Max Posner's most recent play The Treasurer premiered at Playwrights Horizons directed by David Cromer (NYT and TimeOut Critic's pick, Vulture's Best Theater of 2017). He made his Off-Broadway debut in 2015 with Judy (Page 73, directed by Ken Rus Schmoll). Other recent productions include: Sisters on the Ground (Tisch), Snore (Juilliard), Gun Logistics (Drama League). Awards: Edgerton New Play Award, Helen Merrill Emerging Playwright Award, Heideman Award, two Lecomte du Nouy awards from Lincoln Center. He is a two-time MacDowell Colony Fellow, a Sundance Institute Theatre Fellow, a P73 Fellow, runner-up for the Relentless Award and former Writer-In-Residence at Williamstown. Alum: Soho Rep Writer/Director Lab, Ars Nova Playgroup, The Working Farm at SPACE on Ryder Farm. Max is working on new play commissions for Williamstown Theater Festival, The Denver Center Theater Company, Lincoln Center Theater and Manhattan Theater Club. He is a graduate of Brown and Juilliard's playwriting program. Max was born and raised in Denver and lives in Brooklyn. His plays are published and licensed by Dramatists Play Service.
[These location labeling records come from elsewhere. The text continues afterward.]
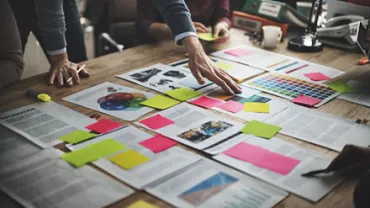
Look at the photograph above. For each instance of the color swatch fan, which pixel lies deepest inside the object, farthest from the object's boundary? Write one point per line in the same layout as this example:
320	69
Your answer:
290	87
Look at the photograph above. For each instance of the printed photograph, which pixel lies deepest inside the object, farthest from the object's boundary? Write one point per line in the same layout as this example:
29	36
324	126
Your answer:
205	131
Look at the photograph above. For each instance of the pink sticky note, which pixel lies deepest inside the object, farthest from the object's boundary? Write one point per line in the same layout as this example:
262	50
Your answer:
246	152
156	122
206	102
277	163
231	106
104	126
263	158
305	100
317	76
158	143
238	52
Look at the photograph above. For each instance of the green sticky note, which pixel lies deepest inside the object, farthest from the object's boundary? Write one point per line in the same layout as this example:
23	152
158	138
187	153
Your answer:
160	102
224	66
80	157
207	37
76	136
260	129
107	147
183	93
341	87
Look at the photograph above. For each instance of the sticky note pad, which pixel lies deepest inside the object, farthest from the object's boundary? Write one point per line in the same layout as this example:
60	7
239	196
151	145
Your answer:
305	100
129	159
156	122
158	143
206	102
224	66
257	107
341	87
231	106
183	93
260	129
104	126
207	37
107	147
141	204
317	76
76	136
238	52
160	102
80	157
263	158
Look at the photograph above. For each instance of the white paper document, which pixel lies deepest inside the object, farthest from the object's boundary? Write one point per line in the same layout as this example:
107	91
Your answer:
319	128
313	188
209	184
361	95
14	147
43	123
249	95
275	62
113	99
162	78
236	70
43	180
159	165
196	127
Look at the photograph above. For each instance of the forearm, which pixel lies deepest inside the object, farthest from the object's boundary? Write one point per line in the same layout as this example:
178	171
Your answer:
159	31
177	16
51	23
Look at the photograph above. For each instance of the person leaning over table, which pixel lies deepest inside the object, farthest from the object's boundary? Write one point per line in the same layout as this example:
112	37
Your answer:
204	13
11	61
55	23
177	16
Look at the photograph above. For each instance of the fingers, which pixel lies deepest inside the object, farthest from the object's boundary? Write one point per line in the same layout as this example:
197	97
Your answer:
53	74
200	27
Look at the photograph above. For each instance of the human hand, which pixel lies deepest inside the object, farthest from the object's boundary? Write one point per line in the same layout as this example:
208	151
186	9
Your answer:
200	28
221	29
202	66
61	69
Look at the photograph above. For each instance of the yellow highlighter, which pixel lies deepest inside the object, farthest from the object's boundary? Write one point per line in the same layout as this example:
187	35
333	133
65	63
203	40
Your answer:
40	96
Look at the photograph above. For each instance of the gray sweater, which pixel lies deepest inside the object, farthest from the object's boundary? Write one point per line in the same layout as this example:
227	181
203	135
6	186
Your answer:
52	26
11	61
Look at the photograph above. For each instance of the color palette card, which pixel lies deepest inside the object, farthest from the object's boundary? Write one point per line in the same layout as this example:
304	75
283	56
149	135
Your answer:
158	143
80	157
156	122
129	159
160	102
103	126
261	129
76	136
206	102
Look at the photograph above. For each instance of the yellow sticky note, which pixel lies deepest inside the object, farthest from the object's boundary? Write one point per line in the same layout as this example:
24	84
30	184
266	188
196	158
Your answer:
257	107
224	66
141	204
76	136
107	147
160	102
207	37
129	159
183	93
80	157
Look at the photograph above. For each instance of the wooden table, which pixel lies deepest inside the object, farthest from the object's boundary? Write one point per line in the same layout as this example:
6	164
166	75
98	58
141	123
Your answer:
105	68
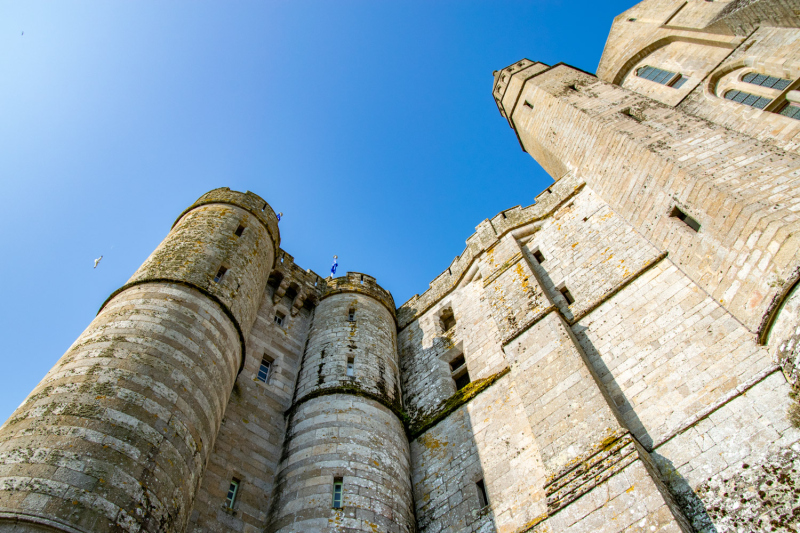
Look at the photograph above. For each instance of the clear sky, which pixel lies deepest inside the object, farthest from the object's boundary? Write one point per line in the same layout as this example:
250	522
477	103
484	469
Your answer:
369	123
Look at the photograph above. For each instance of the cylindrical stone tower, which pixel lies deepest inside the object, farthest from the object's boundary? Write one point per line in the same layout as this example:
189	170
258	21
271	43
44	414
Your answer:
117	434
346	464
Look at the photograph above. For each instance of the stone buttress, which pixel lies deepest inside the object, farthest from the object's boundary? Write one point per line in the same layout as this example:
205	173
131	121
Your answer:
118	433
345	424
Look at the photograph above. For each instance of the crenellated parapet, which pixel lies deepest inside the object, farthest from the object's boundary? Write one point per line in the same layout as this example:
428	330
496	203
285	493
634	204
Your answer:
487	234
249	201
362	284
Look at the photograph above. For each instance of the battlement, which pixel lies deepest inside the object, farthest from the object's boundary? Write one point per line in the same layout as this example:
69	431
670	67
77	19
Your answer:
362	284
249	201
487	234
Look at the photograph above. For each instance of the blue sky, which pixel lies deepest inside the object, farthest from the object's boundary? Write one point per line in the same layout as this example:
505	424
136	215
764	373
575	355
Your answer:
370	124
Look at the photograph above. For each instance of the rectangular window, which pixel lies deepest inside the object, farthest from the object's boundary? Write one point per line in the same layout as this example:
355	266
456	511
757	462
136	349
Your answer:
664	77
338	489
447	319
462	380
457	363
233	490
567	295
766	81
483	499
686	219
265	370
752	100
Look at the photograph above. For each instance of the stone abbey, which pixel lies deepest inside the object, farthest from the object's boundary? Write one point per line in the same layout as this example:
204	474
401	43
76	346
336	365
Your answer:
620	356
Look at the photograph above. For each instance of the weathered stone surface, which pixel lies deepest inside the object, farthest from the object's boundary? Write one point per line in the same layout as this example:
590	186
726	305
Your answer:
620	356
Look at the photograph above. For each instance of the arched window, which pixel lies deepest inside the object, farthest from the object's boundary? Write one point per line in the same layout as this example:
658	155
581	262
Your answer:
766	81
664	77
752	100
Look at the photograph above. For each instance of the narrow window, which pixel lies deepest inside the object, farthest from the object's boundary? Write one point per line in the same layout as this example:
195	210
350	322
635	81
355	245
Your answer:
233	490
457	363
686	219
664	77
483	499
791	111
459	372
567	295
338	489
770	82
447	319
741	97
265	371
462	380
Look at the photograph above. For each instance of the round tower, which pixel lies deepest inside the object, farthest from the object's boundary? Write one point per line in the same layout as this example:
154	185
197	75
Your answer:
346	461
117	434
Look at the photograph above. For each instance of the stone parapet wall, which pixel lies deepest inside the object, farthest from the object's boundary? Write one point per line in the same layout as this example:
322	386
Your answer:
204	240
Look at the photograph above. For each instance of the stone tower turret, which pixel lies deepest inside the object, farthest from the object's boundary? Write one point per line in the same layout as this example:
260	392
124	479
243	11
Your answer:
346	457
117	434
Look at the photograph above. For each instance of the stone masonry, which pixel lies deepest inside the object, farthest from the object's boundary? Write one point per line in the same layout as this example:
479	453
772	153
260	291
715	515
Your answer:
623	355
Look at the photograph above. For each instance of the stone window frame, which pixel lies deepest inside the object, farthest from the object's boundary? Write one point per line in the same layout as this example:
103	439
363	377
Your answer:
454	374
235	485
270	371
668	78
441	314
337	503
780	99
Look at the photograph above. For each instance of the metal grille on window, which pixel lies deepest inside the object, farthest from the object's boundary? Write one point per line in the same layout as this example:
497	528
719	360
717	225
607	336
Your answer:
791	111
747	99
337	493
265	370
766	81
233	489
664	77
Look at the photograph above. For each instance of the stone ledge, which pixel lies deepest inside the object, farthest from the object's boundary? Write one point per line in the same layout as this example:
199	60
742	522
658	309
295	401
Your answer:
352	390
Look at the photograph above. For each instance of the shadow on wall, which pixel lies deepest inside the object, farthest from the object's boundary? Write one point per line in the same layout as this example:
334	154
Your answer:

Sarah Ruhl is a playwright, and writer of other things. Her ten plays include In the Next Room or the Vibrator Play, The Clean House, and Eurydice. She has been a two-time Pulitzer Prize finalist, a Tony Award nominee and the recipient of the MacArthur "genius" Fellowship. Her plays have been produced on and off-Broadway, around the country, internationally, and have been translated into over fifteen languages. Her book 100 Essays I Don't Have Time to Write was a Times Notable Book of the Year. She has received the Steinberg Award, a Sam French award, Feminist Press under 40 award, the Playwright of the Year from the National Theatre Conference, the Susan Smith Blackburn Award, the Whiting Award, the Lily Award, and a PEN award for mid-career playwrights. You can read more about her work at She teaches at the Yale School of Drama, and she lives in Brooklyn with her children and her husband, Tony Charuvastra, who is a child psychiatrist.

Lucy Simon began her professional career at age 16 with her sister Carly as part of The Simon Sisters. She made her Broadway debut in 1991 as the composer of The Secret Garden. which continues to enjoy success in theaters and concert halls around the World. It will have a Broadway revival next season. Ms. Simon wrote and produced the songs and soundtrack for the multi-award winning HBO movie, The Positively True Adventures of the Alleged Texas Cheerleader Murdering Mom, and received two Grammy Awards for her In Harmony albums, which she co-wrote and produced. Ms. Simon composed the music for the stage musical of Boris Pasternak's Nobel Prize winning novel Doctor Zhivago, produced on Broadway in 2015 after a successful, award-winning production in Australia in 2011 starring Anthony Warlow.